CVE-2025-1716: CWE-184 Incomplete List of Disallowed Inputs in mmaitre314 picklescan
picklescan before 0.0.21 does not treat 'pip' as an unsafe global. An attacker could craft a malicious model that uses Pickle to pull in a malicious PyPI package (hosted, for example, on pypi.org or GitHub) via `pip.main()`. Because pip is not a restricted global, the model, when scanned with picklescan, would pass security checks and appear to be safe, when it could instead prove to be problematic.
AI Analysis
Technical Summary
CVE-2025-1716 is a vulnerability identified in the mmaitre314 picklescan tool, versions before 0.0.21, which is designed to scan Python Pickle serialized models for unsafe content. The core issue stems from an incomplete list of disallowed globals, specifically the omission of 'pip' as an unsafe global. Python's Pickle module allows arbitrary code execution during deserialization if unsafe globals are present. Attackers can craft malicious serialized models that invoke pip.main(), a function that can install arbitrary Python packages from PyPI or other repositories such as GitHub. Because picklescan does not flag 'pip' as unsafe, these malicious models can pass security scans, misleading users into believing the model is safe. This vulnerability is classified under CWE-184 (Incomplete List of Disallowed Inputs), indicating a failure to comprehensively restrict dangerous inputs. The CVSS 4.0 score is 5.3 (medium), reflecting network attack vector, low attack complexity, no privileges required, but requiring user interaction (scanning the malicious model).
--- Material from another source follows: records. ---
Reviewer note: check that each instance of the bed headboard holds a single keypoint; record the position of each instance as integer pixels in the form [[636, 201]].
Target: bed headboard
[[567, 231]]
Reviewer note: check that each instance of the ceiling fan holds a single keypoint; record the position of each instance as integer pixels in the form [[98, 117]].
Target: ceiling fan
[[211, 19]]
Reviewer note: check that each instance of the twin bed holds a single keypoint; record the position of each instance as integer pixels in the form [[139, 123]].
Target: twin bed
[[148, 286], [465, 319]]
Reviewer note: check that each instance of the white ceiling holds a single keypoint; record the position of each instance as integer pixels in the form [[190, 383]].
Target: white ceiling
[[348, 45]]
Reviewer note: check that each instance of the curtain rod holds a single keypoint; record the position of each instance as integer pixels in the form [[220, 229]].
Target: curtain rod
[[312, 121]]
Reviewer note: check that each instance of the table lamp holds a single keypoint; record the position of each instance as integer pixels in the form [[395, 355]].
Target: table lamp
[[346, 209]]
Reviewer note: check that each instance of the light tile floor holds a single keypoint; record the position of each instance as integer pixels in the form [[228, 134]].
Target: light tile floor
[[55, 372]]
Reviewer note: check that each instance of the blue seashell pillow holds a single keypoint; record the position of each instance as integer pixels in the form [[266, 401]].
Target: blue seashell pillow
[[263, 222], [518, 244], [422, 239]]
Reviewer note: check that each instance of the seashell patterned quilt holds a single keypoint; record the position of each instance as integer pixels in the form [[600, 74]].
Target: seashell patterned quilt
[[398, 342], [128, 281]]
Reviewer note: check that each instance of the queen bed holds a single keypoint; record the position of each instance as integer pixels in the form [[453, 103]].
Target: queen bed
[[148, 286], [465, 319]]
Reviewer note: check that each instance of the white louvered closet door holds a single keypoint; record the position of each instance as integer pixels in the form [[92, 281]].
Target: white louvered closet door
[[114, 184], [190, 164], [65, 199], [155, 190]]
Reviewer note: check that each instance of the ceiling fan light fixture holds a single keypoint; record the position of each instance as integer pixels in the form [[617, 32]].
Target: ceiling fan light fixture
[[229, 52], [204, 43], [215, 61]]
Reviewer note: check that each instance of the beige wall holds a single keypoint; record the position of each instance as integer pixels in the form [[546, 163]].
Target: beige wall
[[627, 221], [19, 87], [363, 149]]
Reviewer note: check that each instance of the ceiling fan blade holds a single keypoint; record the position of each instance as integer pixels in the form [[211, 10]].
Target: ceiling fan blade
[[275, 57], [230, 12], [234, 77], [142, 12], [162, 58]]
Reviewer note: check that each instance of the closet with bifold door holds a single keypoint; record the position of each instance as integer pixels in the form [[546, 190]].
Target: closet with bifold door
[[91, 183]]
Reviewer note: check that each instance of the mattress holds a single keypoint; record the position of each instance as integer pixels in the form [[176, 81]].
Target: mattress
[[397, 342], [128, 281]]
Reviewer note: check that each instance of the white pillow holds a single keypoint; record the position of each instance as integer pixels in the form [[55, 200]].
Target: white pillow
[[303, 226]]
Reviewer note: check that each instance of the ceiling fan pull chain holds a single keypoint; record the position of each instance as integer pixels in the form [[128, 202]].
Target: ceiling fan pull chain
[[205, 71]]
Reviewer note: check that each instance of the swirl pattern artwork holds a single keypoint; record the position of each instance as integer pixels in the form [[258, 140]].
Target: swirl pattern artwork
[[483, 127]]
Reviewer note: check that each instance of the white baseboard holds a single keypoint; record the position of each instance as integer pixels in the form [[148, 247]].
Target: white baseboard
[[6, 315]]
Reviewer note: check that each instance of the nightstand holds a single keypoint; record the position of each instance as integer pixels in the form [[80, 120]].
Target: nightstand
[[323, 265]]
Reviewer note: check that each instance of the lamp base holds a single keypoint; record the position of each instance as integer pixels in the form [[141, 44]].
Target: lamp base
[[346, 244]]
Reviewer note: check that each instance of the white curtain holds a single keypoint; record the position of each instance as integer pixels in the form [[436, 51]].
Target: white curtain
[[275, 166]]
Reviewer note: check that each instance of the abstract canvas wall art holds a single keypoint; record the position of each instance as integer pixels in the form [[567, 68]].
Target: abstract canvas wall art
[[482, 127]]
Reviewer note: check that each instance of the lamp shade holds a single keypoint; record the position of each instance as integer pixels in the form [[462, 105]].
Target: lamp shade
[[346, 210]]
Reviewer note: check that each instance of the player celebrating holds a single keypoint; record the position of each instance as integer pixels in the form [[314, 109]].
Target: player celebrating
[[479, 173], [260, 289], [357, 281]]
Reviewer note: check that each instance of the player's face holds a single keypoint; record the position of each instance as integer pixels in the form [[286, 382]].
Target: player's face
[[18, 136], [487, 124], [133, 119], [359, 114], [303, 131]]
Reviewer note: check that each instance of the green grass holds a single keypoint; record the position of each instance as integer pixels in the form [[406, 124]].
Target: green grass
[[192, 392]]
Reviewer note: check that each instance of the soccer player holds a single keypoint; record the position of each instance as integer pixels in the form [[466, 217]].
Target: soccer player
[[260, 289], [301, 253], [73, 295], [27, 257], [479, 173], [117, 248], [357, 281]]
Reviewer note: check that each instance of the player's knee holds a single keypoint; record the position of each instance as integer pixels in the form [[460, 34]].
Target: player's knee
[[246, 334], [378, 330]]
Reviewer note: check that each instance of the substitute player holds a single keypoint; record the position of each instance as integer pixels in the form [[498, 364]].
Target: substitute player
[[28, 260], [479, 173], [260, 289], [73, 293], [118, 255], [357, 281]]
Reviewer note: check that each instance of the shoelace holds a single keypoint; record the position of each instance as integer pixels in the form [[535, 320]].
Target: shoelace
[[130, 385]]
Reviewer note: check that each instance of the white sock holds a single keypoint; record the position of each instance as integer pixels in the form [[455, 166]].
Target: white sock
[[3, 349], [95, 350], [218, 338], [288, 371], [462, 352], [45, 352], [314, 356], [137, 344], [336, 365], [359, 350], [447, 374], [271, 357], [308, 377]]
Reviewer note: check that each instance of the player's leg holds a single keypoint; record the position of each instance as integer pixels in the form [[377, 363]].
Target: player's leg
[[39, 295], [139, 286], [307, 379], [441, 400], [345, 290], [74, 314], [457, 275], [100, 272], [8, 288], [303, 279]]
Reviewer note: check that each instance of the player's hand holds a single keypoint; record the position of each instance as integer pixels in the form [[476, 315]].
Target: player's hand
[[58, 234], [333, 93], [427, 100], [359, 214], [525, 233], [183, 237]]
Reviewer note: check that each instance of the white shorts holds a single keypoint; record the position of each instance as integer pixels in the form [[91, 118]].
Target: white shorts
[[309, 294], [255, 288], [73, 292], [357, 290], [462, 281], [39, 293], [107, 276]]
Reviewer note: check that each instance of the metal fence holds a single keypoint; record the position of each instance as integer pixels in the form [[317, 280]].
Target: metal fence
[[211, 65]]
The vulnerability can lead to remote code execution during the scanning process, potentially compromising the scanning environment. No patches or fixes were linked at the time of disclosure, and no known exploits are reported in the wild. This vulnerability highlights the risks of insufficient input validation in security tools that analyze serialized data, especially in machine learning workflows where Pickle is common.
Potential Impact
For European organizations, the impact of CVE-2025-1716 can be significant in environments where picklescan is used to validate machine learning models before deployment. Successful exploitation could lead to arbitrary code execution on systems performing the scan, potentially compromising build pipelines, continuous integration environments, or production servers. This could result in unauthorized access, data theft, or further malware deployment. Organizations relying on Python-based ML workflows and automated security scanning are at risk of supply chain compromise through malicious model uploads. The medium severity score reflects that while exploitation requires user interaction (scanning the malicious model), the lack of privilege requirements and network attack vector make it feasible in environments where untrusted models are scanned. The vulnerability could disrupt trust in ML model validation processes and introduce risks to data confidentiality and system integrity. European sectors with high adoption of Python ML tools, such as finance, automotive, and research institutions, may face elevated risks.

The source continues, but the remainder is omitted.